To Mona, Jeremy and the Fairgoers:

Why must there be a scapegoat any time a price increases or is deemed too high for your tastes? The prices that prevail in the marketplace are not “set” by any one person or firm (sans government obstruction). Despite what many of you believe, evil corporations do not set prices to exploit us bitty little consumers. Are the people responsible for putting on the fair somehow greedier this year than they were last year? If you subscribe to the view that market transactions are exploitive, then for consistency’s sake you must believe that you are exploiting sellers when prices are low. Somehow I don’t think you believe that.

What exactly then is a “fair” price? Oil companies are not exploiting us. If you believe oil companies are taking advantage of markets during wartime, then you are free in this country to go and secure oil and sell it to all of us at more reasonable prices. When you end up selling it for $75 per barrel, don’t dare mention supply and demand to us.

In Mr. Good’s letter of Thursday, July 20th, he makes two claims that unfortunately are not given much thought by people.

First, he claims that “the price of oil is affecting the cost of everything in this country.”

Really?

Oil prices have increased 32% during the first six months of 2006. Consumer prices have risen by nearly 4%. If all of the increase in consumer prices over the past 6 months had been due to oil price increases alone, then something that cost $10 in January would cost $10.40 today – hardly dramatic. Furthermore, due to the extensive division of labor and relatively free ability to trade goods and services across state and national boundaries, the impact of higher oil prices on the overall price level is far smaller today than at any other point in the petroleum era.

Second, he mentions that the price of milk has gone up. But let’s not be so quick to blame high oil prices for this either. American farmers are “milking” all of us.

The following is excerpted from Wednesday’s Washington Post:

“When a drought left pastures in a handful of Plains states parched in 2003, ranchers turned to the federal government for help. Officials at the U.S. Department of Agriculture quickly responded with what they considered an innovative plan. They decided to dip into massive stockpiles of powdered milk that the agency had stored in warehouses nationwide as part of its milk price-support program. Livestock owners could get the protein-rich commodity free and feed it to their cattle and calves. The milk would help ranchers weather the drought while the government reduced its growing stockpile. But within months, the program spawned a lucrative secondary market in which ranchers, feed dealers and brokers began trading the powdered milk in a daisy chain of transactions, generating millions of dollars in profits. . . . Taxpayers paid at least $400 million for the emergency milk program, one of an array of costly relief plans crafted by Congress and the USDA to insulate farmers and ranchers from risk.”

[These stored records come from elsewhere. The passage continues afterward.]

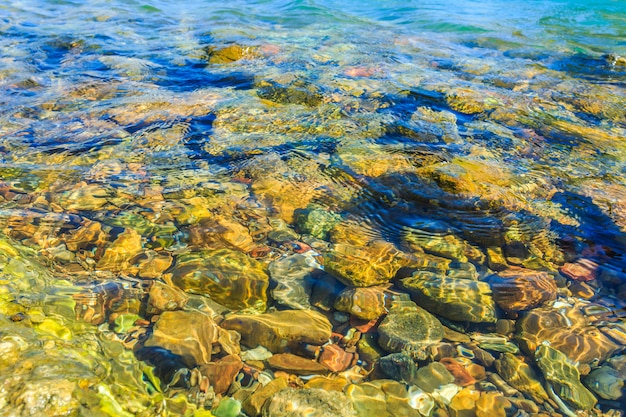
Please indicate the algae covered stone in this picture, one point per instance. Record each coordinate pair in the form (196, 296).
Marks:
(188, 334)
(364, 303)
(516, 289)
(409, 329)
(565, 328)
(311, 402)
(564, 377)
(521, 376)
(279, 330)
(452, 298)
(364, 266)
(229, 277)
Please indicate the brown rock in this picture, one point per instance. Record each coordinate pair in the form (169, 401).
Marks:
(567, 329)
(327, 383)
(280, 329)
(229, 277)
(222, 373)
(254, 403)
(464, 403)
(364, 303)
(335, 358)
(163, 297)
(296, 364)
(581, 270)
(185, 333)
(364, 266)
(461, 375)
(150, 264)
(117, 255)
(492, 404)
(516, 289)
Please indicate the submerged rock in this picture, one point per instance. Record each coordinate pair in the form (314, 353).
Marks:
(564, 377)
(311, 402)
(398, 366)
(364, 303)
(163, 297)
(409, 329)
(316, 221)
(298, 92)
(521, 376)
(455, 299)
(606, 382)
(279, 330)
(188, 334)
(229, 54)
(222, 373)
(516, 289)
(229, 277)
(566, 329)
(292, 277)
(364, 266)
(294, 364)
(433, 376)
(387, 398)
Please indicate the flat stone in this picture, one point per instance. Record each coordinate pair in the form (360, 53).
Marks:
(387, 398)
(492, 404)
(568, 329)
(606, 382)
(433, 376)
(399, 367)
(564, 378)
(310, 402)
(187, 334)
(296, 364)
(464, 403)
(516, 289)
(521, 376)
(409, 329)
(253, 404)
(292, 278)
(222, 373)
(229, 277)
(452, 298)
(364, 266)
(336, 358)
(279, 330)
(364, 303)
(163, 297)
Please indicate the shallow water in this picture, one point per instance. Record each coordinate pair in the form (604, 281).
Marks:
(202, 145)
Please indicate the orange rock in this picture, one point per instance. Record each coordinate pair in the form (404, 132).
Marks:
(294, 364)
(222, 373)
(464, 403)
(364, 326)
(492, 404)
(516, 289)
(335, 358)
(327, 383)
(581, 270)
(461, 375)
(360, 72)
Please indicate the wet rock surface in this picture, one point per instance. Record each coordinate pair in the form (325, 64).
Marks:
(452, 298)
(276, 218)
(280, 330)
(409, 329)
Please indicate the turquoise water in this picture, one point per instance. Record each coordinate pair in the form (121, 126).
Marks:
(143, 140)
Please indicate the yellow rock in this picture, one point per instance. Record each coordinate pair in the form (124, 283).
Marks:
(254, 403)
(492, 404)
(279, 330)
(117, 256)
(464, 403)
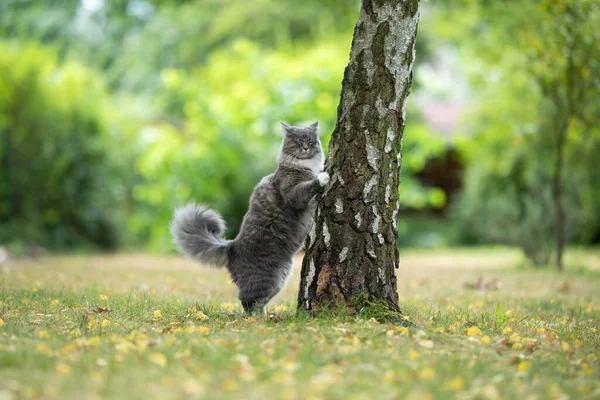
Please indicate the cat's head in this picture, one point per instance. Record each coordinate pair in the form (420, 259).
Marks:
(302, 143)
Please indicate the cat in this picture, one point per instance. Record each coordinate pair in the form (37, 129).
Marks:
(261, 257)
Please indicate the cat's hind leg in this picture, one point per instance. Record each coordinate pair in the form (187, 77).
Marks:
(255, 299)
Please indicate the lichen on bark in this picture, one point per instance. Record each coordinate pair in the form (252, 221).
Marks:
(352, 250)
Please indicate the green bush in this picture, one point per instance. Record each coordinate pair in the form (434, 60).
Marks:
(55, 178)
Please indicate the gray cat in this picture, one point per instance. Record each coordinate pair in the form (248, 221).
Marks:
(260, 258)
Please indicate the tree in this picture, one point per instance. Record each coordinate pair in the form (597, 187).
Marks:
(537, 122)
(352, 252)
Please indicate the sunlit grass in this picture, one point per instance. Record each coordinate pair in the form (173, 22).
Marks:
(141, 326)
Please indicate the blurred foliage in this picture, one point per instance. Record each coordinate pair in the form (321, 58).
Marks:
(56, 181)
(195, 91)
(112, 113)
(535, 67)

When will we wake up to the insanity of American agricultural policies? For example, right here in the 6th congressional district of KY Edwin Riley of Salvisa , KY received $10,000 in dairy subsidies in 2004 and over $100,000 in government subsidies between 1995 and 2004. The 6th district received nearly $200,000 in dairy subsidies in 2004 (see this site for farm subsidy data – http://www.ewg.org/farm/). Your milk prices are still high, yet you look to blame the oil companies. Shame on us all.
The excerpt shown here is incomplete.